The best Star Trek Nookie fights back. Klingon mating ritual consists of a woman roaring, throwing things at the male, and occasionally clawing at him while the male reads love poetry and “ducks a lot” (And Klingon Kleavage)
Prelude to Axanar is a professionally shot, produced and acted short fan film that’s getting close to 2.5 million views on YouTube. Richard Hatch (Captain Apollo in the original Battlestar Galactica) is the bad Klingon and it hits the right Star Trek notes. It’s been so successful that writer-producer Alec Peters raided more than $1 million on crowdfunding sites to make a full length film. I’m not the only fan giving Star Trek Beyond a pass that would line up to see Axanar. For Paramount it’s not just competition; it’s competition that’s showing just how badly they’re handling the franchise. They want it stopped.

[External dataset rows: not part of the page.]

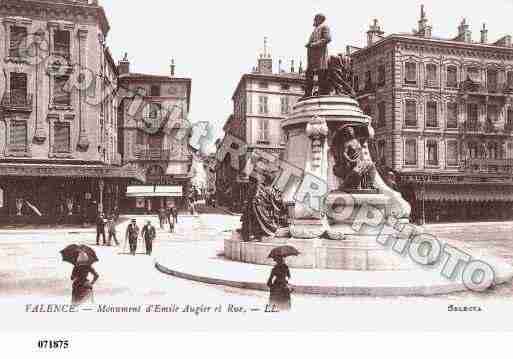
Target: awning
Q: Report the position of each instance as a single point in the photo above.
(154, 191)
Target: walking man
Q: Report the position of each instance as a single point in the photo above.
(111, 228)
(100, 229)
(148, 233)
(132, 233)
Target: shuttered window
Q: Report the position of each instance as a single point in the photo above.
(18, 136)
(452, 77)
(62, 138)
(18, 40)
(62, 43)
(410, 113)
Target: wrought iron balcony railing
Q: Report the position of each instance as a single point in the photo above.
(17, 102)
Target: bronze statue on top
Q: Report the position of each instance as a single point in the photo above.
(334, 75)
(353, 162)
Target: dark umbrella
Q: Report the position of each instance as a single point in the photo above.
(71, 252)
(283, 251)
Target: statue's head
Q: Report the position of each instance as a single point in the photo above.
(319, 19)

Fan film makers give to CBS an unlimited, unrestricted license to use their films, or any portion thereof, in any format CBS should deem appropriate.
Peter’s and his gang claim that fan films do nothing but promote the Star Trek brand and say that Axanar is covered by the Fair Use clause, which allows for use of copyrighted work when that use is “transformative.” Truthfully it’s a disingenuous argument since there’s no question who owns Star Trek. Practically though it’s the fans that have driven the profits and the creativity while the corporate types have done little but abuse the goose that lays the golden egg. Something very similar has happened in the Star Wars Universe. The proposed Star Trek Fan Film Guidelines are just a blatant grab for an unearned share of what’s being made.
You’d think someone would say hey these guys are making bad films and these guys are making good films: lets hire the ones making good films. The corporate types don’t have the balls to do anything but play it safe. It’s not just the fan film producers getting shut out either. J. Michael Straczynski (Babylon 5) begged to do a show about Kirk’s first five year mission to boldly go where no man had gone before. It promised to answer the question about why Starfleet decided to hand over their ship-of-the-line to the most inexperienced captain they had.
Over the decades, Star Trek has become so insular, so strictly defined, and placed so many layers upon itself that some of the essence of what made us love it in the first place has been lost. The all-too-reasonable desire to protect the franchise may now be the cause of its stagnation. – J.Michael Straczynki
The world is full of the Star Trek That Could Have Been. I’m still not going to Star Trek Beyond. Not even for Simon Pegg’s version of Scotty.
I never was a star trek fan. But it was really outre for its time. Very few other tv programs were.